Pooja Rani, too, will be better prepared. Four years ago she wasn’t able to qualify for Rio 2016 but this time around she was the first Indian female boxer to make the cut for Tokyo 2020.

She credits that to the exposure she got in international tournaments and the victories that built her confidence. With another year in hand, she is now even more determined.

“I had made my mind up that if I left the sport, people should know about me,” Pooja Rani told the Olympic Channel.

“I have trained at a stadium which had photos of all good players of the country and I always wanted to do just enough to have my photo on the wall as well,” she asserted.

Pooja Rani at a felicitation ceremony for the Asian Boxing Championships medal winners held by the Boxing Federation of India
Pooja Rani at a felicitation ceremony for the Asian Boxing Championships medal winners held by the Boxing Federation of IndiaPooja Rani at a felicitation ceremony for the Asian Boxing Championships medal winners held by the Boxing Federation of India

Togetherness key to hockey eves’ Tokyo aspirations

At Rio 2016, the Indian women’s hockey team qualified for the Olympics for the first time since 1980. The historic outing, however, didn’t quite turn out as planned for the Indian eves as they managed just a single draw in their five matches and exited at the group stage.

Having already qualified for Tokyo, there’s an underlying belief within the team that the story will be very different this time around, mainly because of the team spirit and togetherness among the current batch of players.
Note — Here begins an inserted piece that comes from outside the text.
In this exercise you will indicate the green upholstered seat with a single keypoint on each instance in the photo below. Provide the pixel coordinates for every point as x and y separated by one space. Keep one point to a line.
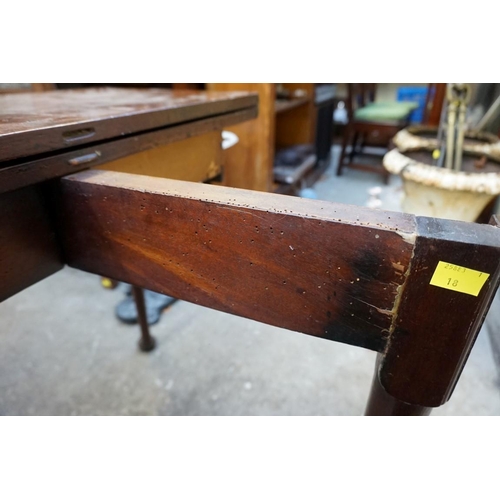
385 111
“At Rio, the maturity level of the team wasn't quite up there. In the last four years, we have worked hard, spent a lot of time together. The togetherness, team unity, game awareness, game sense has improved a lot since last time.

“We know our team, our goals and game plan well. We know that if we play to our potential it doesn’t really matter who the opposition is,” goalkeeper Savita Punia, who was also part of the Rio contingent, explained.

She went on to explain how the team has been an open forum for everyone, irrespective of seniority.

“Ninety per cent of the team consists of youngsters and even they know what we want to achieve. Even they are not afraid to give seniors inputs if they feel it's needed,” she added.

Defender Gurjit Kaur chimed in and added, “Playing together is very important. It’s a team game and everyone needs to contribute towards success. It’s vital for us to work as a team.

“Everyone in this team are great friends, be it seniors or juniors,” she pointed out.

An intriguing year awaits Indian athletes, followed by a very eagerly awaited Olympics.